19. yüzyılın ortalarından itibaren sanayi devriminin ve ücretli çalışmanın bir düzenleme alanı olarak işe geliş ve işten çıkış zamanları saate bağlanmaya başlamıştı. Aynı zamanda kentsel ve toplumsal yaşamın diğer alanlarını da, eğitim, sağlık, barınma, ulaşım, alışveriş gibi temel yaşam alanları da yine üretim ya da hizmet birimlerinin zaman düzenlemesine göre gelişiyordu. Antik Mısır uygarlıklarından gelen 24 saatlik günün, evrensel anlamda standart zaman dilimlerine dönüşmesi gibi gelişmelerin de aynı dönemlere denk geldiğini not edelim.

İşte bilimsel ve teknik buluşlarla ortaya çıkan bu uygarlık adımları, yukarıda sözünü ettiğim emek sermaye kavgasıyla bir günün o yirmi dört saatinin nasıl olup da paylaşılacağı konusunda çakıştı. Patronlara kalsa, işçileri sadece insan doğasının zorunlu gereksinimlerine yetecek kadar ara vermeden çalıştırmanın yolunu bulma peşindeydiler. Nitekim hala öyleler. İşçiler ise, söylemeye gerek yok, insanlıklarını unutmadan ve hastalanmadan, sakatlanmadan, ölmeden çalışmak istiyorlardı. Hala bunu istiyoruz. Marx, buna Kapital Birinci ciltte, “normal bir çalışma günü için mücadele” der. 

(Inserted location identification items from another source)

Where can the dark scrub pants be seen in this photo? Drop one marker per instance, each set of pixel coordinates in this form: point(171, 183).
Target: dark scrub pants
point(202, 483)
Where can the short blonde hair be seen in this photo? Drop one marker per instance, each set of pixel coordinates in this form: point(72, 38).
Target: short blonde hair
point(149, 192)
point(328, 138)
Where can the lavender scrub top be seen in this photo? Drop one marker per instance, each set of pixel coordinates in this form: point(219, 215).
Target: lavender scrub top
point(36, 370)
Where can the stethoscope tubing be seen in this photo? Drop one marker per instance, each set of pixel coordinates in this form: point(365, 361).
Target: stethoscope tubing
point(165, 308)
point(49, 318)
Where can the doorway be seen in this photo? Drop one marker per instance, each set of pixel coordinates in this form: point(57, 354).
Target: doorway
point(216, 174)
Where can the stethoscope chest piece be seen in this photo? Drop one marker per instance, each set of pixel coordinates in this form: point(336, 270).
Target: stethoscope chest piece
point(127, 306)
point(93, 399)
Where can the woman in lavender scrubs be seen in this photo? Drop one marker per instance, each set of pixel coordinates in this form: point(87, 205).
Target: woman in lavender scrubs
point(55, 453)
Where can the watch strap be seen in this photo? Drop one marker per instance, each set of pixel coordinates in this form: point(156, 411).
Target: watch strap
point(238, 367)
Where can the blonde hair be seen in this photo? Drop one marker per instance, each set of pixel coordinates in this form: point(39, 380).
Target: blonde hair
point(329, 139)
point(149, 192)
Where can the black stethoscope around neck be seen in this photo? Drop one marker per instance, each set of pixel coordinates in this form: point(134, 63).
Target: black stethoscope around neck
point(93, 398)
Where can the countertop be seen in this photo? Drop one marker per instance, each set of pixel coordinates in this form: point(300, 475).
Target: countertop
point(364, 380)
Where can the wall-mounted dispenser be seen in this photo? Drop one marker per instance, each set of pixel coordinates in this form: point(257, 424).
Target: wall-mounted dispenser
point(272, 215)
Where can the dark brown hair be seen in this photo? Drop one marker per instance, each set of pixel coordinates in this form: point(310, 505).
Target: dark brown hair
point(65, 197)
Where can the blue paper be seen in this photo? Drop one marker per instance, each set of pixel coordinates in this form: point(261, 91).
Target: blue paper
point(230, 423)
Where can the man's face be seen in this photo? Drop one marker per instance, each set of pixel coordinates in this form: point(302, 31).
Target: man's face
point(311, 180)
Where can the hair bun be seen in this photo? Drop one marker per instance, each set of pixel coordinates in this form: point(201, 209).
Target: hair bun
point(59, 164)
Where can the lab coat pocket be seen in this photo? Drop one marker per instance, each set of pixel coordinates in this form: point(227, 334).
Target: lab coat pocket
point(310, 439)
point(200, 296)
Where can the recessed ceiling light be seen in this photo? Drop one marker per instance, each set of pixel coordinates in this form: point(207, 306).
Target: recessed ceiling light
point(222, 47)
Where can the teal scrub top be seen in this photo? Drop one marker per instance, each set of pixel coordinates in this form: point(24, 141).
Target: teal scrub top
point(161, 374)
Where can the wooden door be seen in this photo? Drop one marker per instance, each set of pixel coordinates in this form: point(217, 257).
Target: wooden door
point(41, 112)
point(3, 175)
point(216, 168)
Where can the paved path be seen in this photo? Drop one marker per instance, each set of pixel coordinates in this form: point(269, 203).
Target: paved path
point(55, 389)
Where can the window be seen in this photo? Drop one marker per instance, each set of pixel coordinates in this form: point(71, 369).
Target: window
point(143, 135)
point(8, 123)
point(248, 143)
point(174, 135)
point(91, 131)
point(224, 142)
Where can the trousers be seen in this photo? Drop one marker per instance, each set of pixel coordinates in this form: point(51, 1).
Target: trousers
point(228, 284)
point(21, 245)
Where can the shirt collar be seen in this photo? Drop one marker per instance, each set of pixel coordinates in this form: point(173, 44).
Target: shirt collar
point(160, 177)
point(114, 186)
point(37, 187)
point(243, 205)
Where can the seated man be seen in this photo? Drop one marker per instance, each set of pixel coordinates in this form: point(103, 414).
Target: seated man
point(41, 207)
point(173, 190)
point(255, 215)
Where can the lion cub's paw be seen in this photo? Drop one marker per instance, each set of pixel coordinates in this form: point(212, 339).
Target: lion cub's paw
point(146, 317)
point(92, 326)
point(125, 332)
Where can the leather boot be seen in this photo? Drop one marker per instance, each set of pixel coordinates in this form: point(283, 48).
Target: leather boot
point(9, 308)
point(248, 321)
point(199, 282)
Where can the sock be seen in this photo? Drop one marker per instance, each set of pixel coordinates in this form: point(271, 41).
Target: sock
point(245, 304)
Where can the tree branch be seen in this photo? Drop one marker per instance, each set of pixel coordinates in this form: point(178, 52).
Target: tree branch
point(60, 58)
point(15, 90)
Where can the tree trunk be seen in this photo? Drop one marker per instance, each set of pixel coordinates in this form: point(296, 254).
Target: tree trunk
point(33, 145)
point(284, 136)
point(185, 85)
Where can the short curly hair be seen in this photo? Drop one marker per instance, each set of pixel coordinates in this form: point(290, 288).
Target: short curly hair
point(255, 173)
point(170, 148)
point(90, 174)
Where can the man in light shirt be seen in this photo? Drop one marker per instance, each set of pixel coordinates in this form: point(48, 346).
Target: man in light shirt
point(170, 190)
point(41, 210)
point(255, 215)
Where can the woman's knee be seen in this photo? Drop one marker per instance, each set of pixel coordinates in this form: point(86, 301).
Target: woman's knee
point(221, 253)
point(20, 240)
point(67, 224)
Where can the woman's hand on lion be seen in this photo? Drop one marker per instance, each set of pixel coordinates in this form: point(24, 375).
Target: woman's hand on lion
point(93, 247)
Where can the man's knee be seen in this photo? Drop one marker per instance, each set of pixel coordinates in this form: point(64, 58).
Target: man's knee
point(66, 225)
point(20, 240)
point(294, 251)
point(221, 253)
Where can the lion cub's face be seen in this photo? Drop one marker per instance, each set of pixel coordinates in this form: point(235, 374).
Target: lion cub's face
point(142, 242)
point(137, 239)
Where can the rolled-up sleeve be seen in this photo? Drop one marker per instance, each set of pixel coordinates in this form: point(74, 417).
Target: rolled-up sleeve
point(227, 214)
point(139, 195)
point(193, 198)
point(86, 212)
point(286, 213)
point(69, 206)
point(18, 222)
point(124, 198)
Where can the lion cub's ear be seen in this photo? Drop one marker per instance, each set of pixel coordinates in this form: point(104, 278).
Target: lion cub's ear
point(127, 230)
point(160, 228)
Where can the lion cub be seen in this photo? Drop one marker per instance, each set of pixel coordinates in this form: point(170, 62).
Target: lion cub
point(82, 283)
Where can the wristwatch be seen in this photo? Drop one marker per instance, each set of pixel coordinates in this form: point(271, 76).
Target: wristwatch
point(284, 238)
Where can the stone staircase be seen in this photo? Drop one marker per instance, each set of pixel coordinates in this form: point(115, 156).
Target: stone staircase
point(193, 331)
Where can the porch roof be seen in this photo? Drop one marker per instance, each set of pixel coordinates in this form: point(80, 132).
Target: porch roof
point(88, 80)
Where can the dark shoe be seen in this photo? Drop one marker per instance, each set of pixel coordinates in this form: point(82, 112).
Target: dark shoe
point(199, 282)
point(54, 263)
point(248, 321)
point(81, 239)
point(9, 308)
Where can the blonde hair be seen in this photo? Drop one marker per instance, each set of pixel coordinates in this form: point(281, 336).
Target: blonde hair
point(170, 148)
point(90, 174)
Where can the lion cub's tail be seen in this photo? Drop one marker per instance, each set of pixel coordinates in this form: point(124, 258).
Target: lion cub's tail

Bu yaman çelişki ile belirlenen bir günün paylaşımında 19. yüzyılın ortalarına kadar sermaye sınıfı baskın çıkmıştı. Sınıfının öncüsü sermayedarlar ve sektörlerde günlük çalışma 16 saati buluyordu. Yani neredeyse sadece uykuya zaman kalacak bir vahşi düzenek kurulmuştu. O dönemden itibaren, günlük çalışma saatlerinin düşürülmesi konusu, çalışılan sürenin ve ortaya çıkarılan değerin karşılığı olan ücretlerin artırılması ile birlikte, tarihsel sınıflar mücadelesi başlıkları arasında yerini aldı. Ücret konusunu bir başka yazıya bırakarak çalışma saatleri mücadelesi ile devam edelim.

Uluslararası ölçekte sınıflar mücadelesi açısından 19. yüzyılın ortasından 20. yüzyılın ilk çeyreğine uzanan Dünya işçi sınıfı hareketi kazanımları işte tam da bu “normal bir çalışma günü” mücadelesine denk düşer. Hem “1 Mayıs  İşçi sınıfının Birlik Dayanışma ve Mücadele” günü, hem de “8 Mart Dünya Emekçi Kadınlar” günü, günde 8 saat çalışma, 8 saat dinlenme ve 8 saat yaşam hakkı için verilen kavganın izlerini taşır. Günde 8 saatlik çalışma hakkı, haftada en fazla 40-45 saat çalışma anlamına gelir.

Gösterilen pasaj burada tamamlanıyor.